Candling question. . .please ease my mind!

cici_p

Songster
10 Years
Feb 27, 2009
369
5
129
Candled my duck eggs on day 7 and all but two have obvious development and veining!!
wee.gif

However, several of them only have veining on one side of the egg--so say on the "front" of the egg, they have beautiful development, a clear embryo, dark, compressed looking yolk, etc. . .but as I turn to the back there is. . .nothing. Just complete blank. . .until as I turn it starts again on the front side.
Is this at all normal?
Or is something wrong here?
I have my eggs in cartons (with the bottoms completely cut out) because so many had loose air cells. . .now I am worried if somehow the cartons could be cutting off the air supply, thus altering the development on one side? Or maybe this is just completely normal and I didn't notice it with my last egg??
Thanks for any help!
 
Last edited:
I know nothing about duck eggs, and it's late here so I'm tired
smile.png

Are you turning these eggs?
From what I understand, you need to turn eggs to "exercise the embryo"
smile.png
 
Yes, turning the same way eggs are turned in a turner, by tipping the carton on one side then the other. Seems like a pretty significant tilt, but maybe it isn't enough?
 
It's enough. I've seen egg appear to develop off balance, then turn out just fine. I read your threads about the loose air cells, if these are like that too, you don't want to rattle them around too much. The embryo will be exercised fine with tilting, and won't stick to the shell.

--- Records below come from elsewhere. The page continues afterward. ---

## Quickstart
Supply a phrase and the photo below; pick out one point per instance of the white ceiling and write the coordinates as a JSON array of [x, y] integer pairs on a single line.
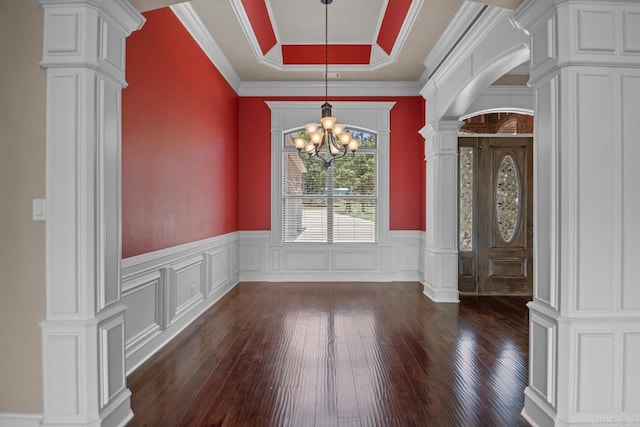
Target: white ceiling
[[303, 22]]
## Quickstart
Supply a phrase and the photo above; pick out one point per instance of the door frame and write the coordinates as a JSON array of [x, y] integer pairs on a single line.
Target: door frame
[[474, 259]]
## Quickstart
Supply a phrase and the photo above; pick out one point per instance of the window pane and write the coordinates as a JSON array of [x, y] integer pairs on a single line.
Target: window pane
[[356, 175], [354, 220], [305, 219], [330, 205], [366, 139], [466, 198]]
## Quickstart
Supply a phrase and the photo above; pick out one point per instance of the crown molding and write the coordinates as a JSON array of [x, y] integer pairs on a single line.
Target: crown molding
[[315, 88], [121, 11], [190, 19], [462, 20]]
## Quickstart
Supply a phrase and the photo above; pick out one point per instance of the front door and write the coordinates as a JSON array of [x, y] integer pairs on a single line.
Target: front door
[[496, 215]]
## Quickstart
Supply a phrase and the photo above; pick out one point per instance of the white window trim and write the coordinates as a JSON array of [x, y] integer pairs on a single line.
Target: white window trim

Think of the way an embryo's body curls in the egg, sort of like the letter "C". There could be clear space on the front, where the gap is.
 
Without seeing yours myself, I can't swear they're normal, but I've had some that fit the description, and they were fine.
Sometimes it's hard to tell, you just have to wait and see. The dark areas should grow larger until they fill all but the air cell.